Film Review: Fabricated City (2017)

Perlu waktu 12 tahun bagi Park Kwang-hyun untuk kembali menghadirkan sebuah film selepas Welcome to Dongmakgol (2005) yang kini sudah bisa dianggap klasik. Tentunya Fabricated City (조작된 도시;  Jojakdoen Doshi), demikian film terbarunya, memancing rasa penasaran, apakah ia akan kembali menghadirkan sebuah petualangan sinema yang istimewa? Jawabannya bisa ya, bisa juga tidak. Tergantung sudut pandang. 

Ya, karena Park masih bisa diandalkan dalam menghadirkan film lintas-genre yang meluncur cepat dan menghibur. Tidak, karena Fabricated City ternyata tidak sedalam itu dalam mengupas satir atau kritisi sosialnya.

Fabricated City berkisah tentang Kwon Yoo (Ji Chang-wook, Empress Ki, The K2), pemuda pengangguran mantan juara taekwondo yang dituduh melakukan sebuah pembunuhan. Kasus ini telah menghancurkan tidak hanya kehidupannya, tapi juga keluarga satu-satunya, sang ibu. Saat ia berkesempatan untuk melarikan diri dari penjara, ia pun berusaha untuk membersihkan namanya sembari mengungkap siapa pelaku sebenarnya.

Untungnya, waktu yang banyak dihabiskan Kwon Yoo bermain game on-line di warnet sangat membantu, karena ia memiliki beberapa teman dunia maya yang setia padanya dan siap membantu, termasuk seorang gadis hacker penyendiri, Yeo Wool (Shim Eun-kyung, Sunny, Miss Granny).

Plot korban salah tangkap yang membersihkan namanya bukan hal asing. Oleh karena itu tentu saja naskah Fabricated City memerlukan variasi agar bisa tampil beda dengan kisah-kisah sejenis. Dan untuk itu Park, yang juga bertugas menulis naskah, memasukkan tentang konspirasi dan ironi tentang nasib orang kecil yang terlindas oleh sistem atau dimanfaatkan oleh sosok-sosok yang memiliki uang atau kuasa demi kepentingan mereka sendiri

Dengan pendekatan berbeda, Fabricated City bisa menjadi thriller suspens berbumbu psikologi yang menegangkan sekaligus menohok. Namun, Park sepertinya lebih tertarik untuk memacu adrenalin melalui paparan berbagai adegan aksi yang mengalir kencang dan berkelindaan dengan plot yang berlika-liku dan penuh kejutan.

Fabricated City tampil seperti sebuah techno-thriller berdosis tinggi yang tujuan utamanya untuk membuat penonton duduk tegang menikmati setiap aksi yang disajikan. Sebagai jeda, dihadirkan beberapa adegan drama atau komedi. Sayangnya terasa trivial, karena film tidak terlalu peduli dengan pengembangan karakter, sehingga drama atau komedi tadi tidak memberi kesan mendalam atau memiliki signifikansi terhadap keutuhan plot film secara keseluruhan.

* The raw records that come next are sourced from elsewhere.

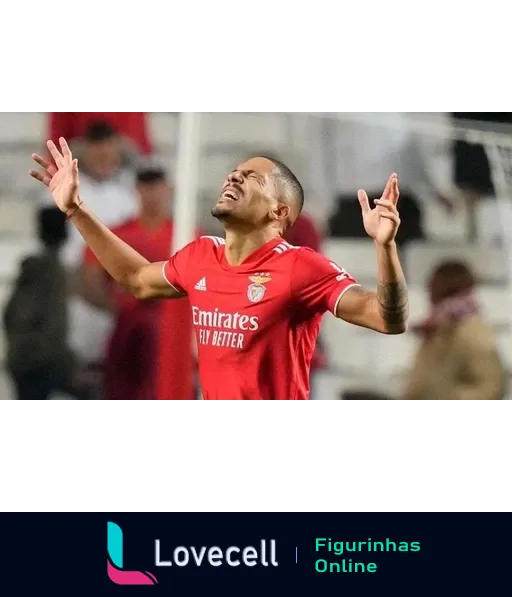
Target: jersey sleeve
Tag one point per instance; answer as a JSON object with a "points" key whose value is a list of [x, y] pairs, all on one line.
{"points": [[175, 270], [319, 283]]}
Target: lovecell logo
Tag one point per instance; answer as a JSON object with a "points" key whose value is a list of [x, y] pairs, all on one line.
{"points": [[115, 563]]}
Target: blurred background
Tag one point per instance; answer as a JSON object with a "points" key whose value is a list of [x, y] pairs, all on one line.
{"points": [[67, 333]]}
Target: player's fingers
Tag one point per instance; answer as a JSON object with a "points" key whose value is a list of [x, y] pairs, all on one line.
{"points": [[363, 201], [387, 204], [66, 152], [388, 187], [391, 216], [59, 160], [395, 193], [44, 178], [45, 164]]}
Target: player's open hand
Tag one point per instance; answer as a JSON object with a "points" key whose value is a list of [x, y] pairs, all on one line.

Dan jika memang Fabricated City lebih peduli pada aksi-laga, maka ia berhasil untuk itu. Park harus diakui mampu dengan baik mengeksekusi adegan laga yang intens dan memukau. Memanjakan mata secara visual sekaligus mendebarkan untuk diikuti. Terimakasih tentunya kepada Ji Chang-wook – dalam peran utama pertamanya – yang tampil penuh dedikasi dan meyakinkan untuk bertugas sebagai penggerak utama film, terlepas dari beberapa kelemahan dalam logika cerita.

Fabricated City menghabiskan sebagian besar durasinya (yang tidak pendek) sebagai wahana bagi twist demi twist, pamer teknologi, kejar-kejaran mobil, perkelahian dan tembak-tembakan. Lebih mirip struktur game online yang dimainkan Kwon Yoo dan teman-temannya, ketimbang menjadi sebuah film dengan narasi utuh dan karakter yang organis. Agak mengecewakan sebenarnya, karena Fabricated City memiliki pesan sosial yang layak untuk direnungkan. Hanya saja, dengan segala hingar bingarnya, subtilitas kemudian menjadi hal langka karena dipinggirkan untuk memberi podium pada sensasi aksi meriah.

Meski begitu, sebagai sebuah film hiburan, jelas Fabricated City tidak mengecewakan. Secara teknis ia mumpuni dan didukung oleh barisan aktor yang bermain bagus. Sederhananya; it’s a roller coaster of thrills and excitement.